This is the Archive site for Firedoglake. To go to the main site please click on the following link
http://www.firedoglake.com

Tuesday, October 25, 2005

Ripped from the Shadows


There is a reason that outing a CIA NOC is a crime. I talked about some of the implications of that in a previous post here, but Gary Hart has an eloquent take on the issue in today's HuffPo that is certainly worth a read.

Whatever your feelings about the CIA, it is a dangerous job and not one for which most Americans are lining up these days. I am well aware that there have been numerous episodes of problems, to put it very mildly, with particular agents or missions, but that does not mean that every person at the CIA is tainted as a result, any more than some of the members of the Bush Administration can be held as a taint to every single person doing public service work today.

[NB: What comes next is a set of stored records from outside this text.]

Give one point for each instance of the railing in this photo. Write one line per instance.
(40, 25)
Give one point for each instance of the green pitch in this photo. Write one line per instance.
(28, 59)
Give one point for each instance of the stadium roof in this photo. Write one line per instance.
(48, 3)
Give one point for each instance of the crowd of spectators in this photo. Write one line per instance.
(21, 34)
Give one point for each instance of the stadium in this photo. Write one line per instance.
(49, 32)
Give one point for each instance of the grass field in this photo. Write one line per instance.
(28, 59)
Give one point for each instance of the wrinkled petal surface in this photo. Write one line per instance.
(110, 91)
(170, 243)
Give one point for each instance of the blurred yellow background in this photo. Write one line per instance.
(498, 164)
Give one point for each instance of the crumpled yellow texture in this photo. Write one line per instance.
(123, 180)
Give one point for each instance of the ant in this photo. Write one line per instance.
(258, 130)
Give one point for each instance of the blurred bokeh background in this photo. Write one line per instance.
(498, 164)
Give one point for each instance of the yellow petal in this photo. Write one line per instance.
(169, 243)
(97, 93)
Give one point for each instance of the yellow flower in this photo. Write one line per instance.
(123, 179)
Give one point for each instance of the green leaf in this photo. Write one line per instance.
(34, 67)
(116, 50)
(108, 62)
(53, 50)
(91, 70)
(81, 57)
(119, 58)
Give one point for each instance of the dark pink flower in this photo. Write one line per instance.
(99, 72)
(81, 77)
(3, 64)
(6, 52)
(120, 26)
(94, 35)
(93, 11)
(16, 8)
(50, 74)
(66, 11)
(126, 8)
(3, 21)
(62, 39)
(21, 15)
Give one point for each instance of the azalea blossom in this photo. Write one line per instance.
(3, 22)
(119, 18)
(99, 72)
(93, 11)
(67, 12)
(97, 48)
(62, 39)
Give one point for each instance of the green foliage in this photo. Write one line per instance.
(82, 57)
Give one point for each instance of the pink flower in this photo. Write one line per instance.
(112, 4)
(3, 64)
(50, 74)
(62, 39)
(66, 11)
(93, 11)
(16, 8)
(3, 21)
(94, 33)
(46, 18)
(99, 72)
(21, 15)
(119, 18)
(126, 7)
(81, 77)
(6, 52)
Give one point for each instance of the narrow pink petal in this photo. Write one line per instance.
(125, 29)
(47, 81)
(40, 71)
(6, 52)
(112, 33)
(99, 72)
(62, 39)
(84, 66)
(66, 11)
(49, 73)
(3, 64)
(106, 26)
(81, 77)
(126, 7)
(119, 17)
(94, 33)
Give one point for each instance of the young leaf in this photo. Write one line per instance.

Some members of the CIA, and other intelligence agencies do the work that helps to keep us safe: through information analysis, information gathering through a network of hard-earned assets in foreign countries or groups hostile to our safety, and by putting their lives directly on the line as deep cover agents pretending to be terrorists or criminals in order to gather the necessary information to stop a future attack on our soil or our interests before it ever happens.

Hart addresses this particular issue with a story that has an ironic twist. Unfortunately, he sources the information incorrectly to Phillip Agee as being the person who outed the agent in question -- on this occasion that wasn't correct, it was someone else. But that doesn't negate the overarching story told of the agent's outing and subsequent murder at the hands of the very people he was trying to monitor.
Richard Welch, a brilliant Harvard-educated classicist, had been stationed in Greece as CIA station chief only a few months before he was murdered, by a radical Greek terrorist organization called the 17th of November, in the doorway of his house in Athens on Dec. 23, 1975.
In this world of intrigue and shadows, there are very real consequences for actions that expose agents. Very real.

No matter how many times some apologist sits in front of the camera or hides behind the anonymity of "Administration ally" in print, it does not change the fact that taking any action which exposes any part of a covert network weakens our national defense. No matter what motive. No matter how accidental. No matter how much they may regret it now.

And those assets and agents working alongside or under the exposed agent face the same exposure if they can be traced back to each other in any way.

To have this done by someone accidentally (or even on purpose for motives that they think, however misguided, are pure ones), is bad enough. These CIA agents are human beings with families, and often with a very patriotic and difficult history of working for this country without falling into any of the darker conduct which is so rightly criticised.

When the person who outs you is a member of your own government, and it is done for political payback purposes -- then what does that do?
The political irony of all this is that conservative elements in America have always proclaimed themselves more concerned than anyone else with national security, the sanctity of classified information, protection of sources, support for our intelligence and military services, and so on. At radical times in our past, irresponsible leftist groups thought it was their duty to try to reveal the names of CIA agents. Now, under a conservative administration, it is these conservative national security champions who are saying, with regard to the "outing" of a CIA undercover officer, "Where's the crime?"

There is further irony in the fact that now the premier intelligence agency of the United States, the CIA, is in utter disarray. Morale is desperately low. Many of the best career officers are leaving. As the source of unbiased professional intelligence, the CIA has been diminished and pushed aside by the Department of Defense. This at a time when it is critical to national security to have the best possible intelligence to protect us from terrorism....

So, there's the crime. To casually and willfully endanger the life of an undercover CIA agent is a felony. You either believe in taking the laws of the United States seriously or you do not. Citizens - even highly placed ones - do not get to pick and choose which laws they will obey and which they will not. Miller and her publisher may think she's a hero, but I don't. It is well established that there is no First Amendment protection for a journalist or anyone else to withhold evidence of a crime.
Well said. But the twist in this story? I did promise there was a twist.
There is one final irony to this story. On Christmas Eve in 1975, I got a call at my home from the director of the CIA, William Colby. He asked if I would intervene with the White House to obtain presidential approval to have Welch buried at Arlington National Cemetery, a hero fallen in service to his country. I quickly called President Ford's chief of staff on Colby's behalf and made the request. Within two hours, the president had agreed to sign the order permitting Welch to be buried at Arlington.

The chief of staff's name was Richard Cheney.